Oleh: Ahmad Khozinudin
Sastrawan Politik
Gugatan yang diajukan oleh Partai Demokrasi Indonesia Perjuangan (PDIP) terhadap penetapan Gibran Rakabuming Raka sebagai calon wakil presiden (Cawapres) oleh Komisi Pemilihan Umum (KPU) bisa berujung pada pembatalan pelantikannya pada 20 Oktober 2024. Gugatan tersebut sedang dalam proses di Pengadilan Tata Usaha Negara (PTUN) Jakarta, dan putusannya dijadwalkan akan diumumkan pada Kamis, 10 Oktober 2024, hanya sepuluh hari sebelum pelantikan.
Jika gugatan tersebut dikabulkan, Majelis Permusyawaratan Rakyat (MPR) memiliki kewenangan untuk mengeluarkan Tap MPR yang membatalkan pelantikan Gibran sebagai Cawapres, dan hanya melantik Prabowo Subianto sebagai presiden. Setelah itu, MPR diharapkan menggelar sidang istimewa untuk memilih dan menetapkan calon wakil presiden pengganti. Dalam skenario ini, nama Puan Maharani, yang saat ini menjabat sebagai Ketua Dewan Perwakilan Rakyat (DPR), disebut-sebut sebagai kandidat kuat pengganti Gibran.
Jika Puan terpilih sebagai wapres, maka ia harus meletakkan jabatannya sebagai Ketua DPR. Sebagai bagian dari kompromi politik, jabatan Ketua DPR dapat diserahkan kepada Partai Golkar, sebagai bentuk balasan atas dukungan mereka terhadap penetapan Puan sebagai wakil presiden.
Persoalan Usia Gibran dan Aturan KPU
Gibran Rakabuming Raka menghadapi tantangan hukum terkait usianya yang belum memenuhi syarat untuk menjadi cawapres. Berdasarkan Pasal 169 huruf q Undang-Undang Nomor 7 Tahun 2017, syarat minimal usia untuk calon presiden (Capres) dan calon wakil presiden (Cawapres) adalah 40 tahun. Namun, saat mendaftarkan diri pada 25 Oktober 2023, usia Gibran belum mencapai 40 tahun, menjadikannya tidak memenuhi syarat.
Meskipun Mahkamah Konstitusi (MK) telah memberikan putusan melalui sang paman, Anwar Usman, yang memungkinkan Gibran untuk tetap maju, masalah lain muncul karena pada saat pendaftaran, Peraturan KPU (PKPU) Nomor 19 Tahun 2023 masih menetapkan batas usia minimum 40 tahun. KPU baru mengubah aturan tersebut pada 3 November 2023, setelah pendaftaran Gibran selesai. Hal ini menimbulkan dugaan cacat prosedur, di mana Gibran diterima sebagai cawapres sebelum aturan diubah.
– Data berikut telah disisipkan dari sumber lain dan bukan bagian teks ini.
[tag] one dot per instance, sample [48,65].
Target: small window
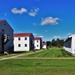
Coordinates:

Akibatnya, posisi Gibran sebagai cawapres dianggap cacat secara hukum, sehingga pelantikannya sebagai wapres pun tidak sah. Jika tetap dilantik, ini akan mencerminkan bahwa Indonesia telah menjadi alat kekuasaan keluarga Presiden Joko Widodo, bukan lagi negara hukum yang menjunjung tinggi keadilan.
Tuntutan Masyarakat untuk Penolakan Gibran
Kritik keras terhadap pencalonan Gibran tidak hanya datang dari aspek hukum, tetapi juga dari moral dan etika. Banyak pihak menyerukan agar elemen masyarakat bersatu menolak pelantikan Gibran sebagai wapres. Mereka berpendapat bahwa seorang calon pemimpin harus memenuhi syarat usia dan memiliki integritas yang layak.
Jika Gibran tetap dilantik, banyak yang khawatir bahwa hal ini akan mencoreng martabat bangsa Indonesia di mata dunia. Masyarakat merasa malu jika seorang pemimpin muda yang tidak memenuhi syarat hukum tetap diangkat ke jabatan tinggi, terutama dalam konteks dinasti politik yang melibatkan keluarganya.
Dengan segala permasalahan hukum dan moral yang ada, banyak pihak mendesak agar bangsa ini tidak mewariskan masalah ini kepada generasi mendatang. Mereka berharap, pelantikan Gibran sebagai wapres dibatalkan untuk menjaga harga diri bangsa dan menjunjung tinggi prinsip negara hukum yang berlaku di Indonesia.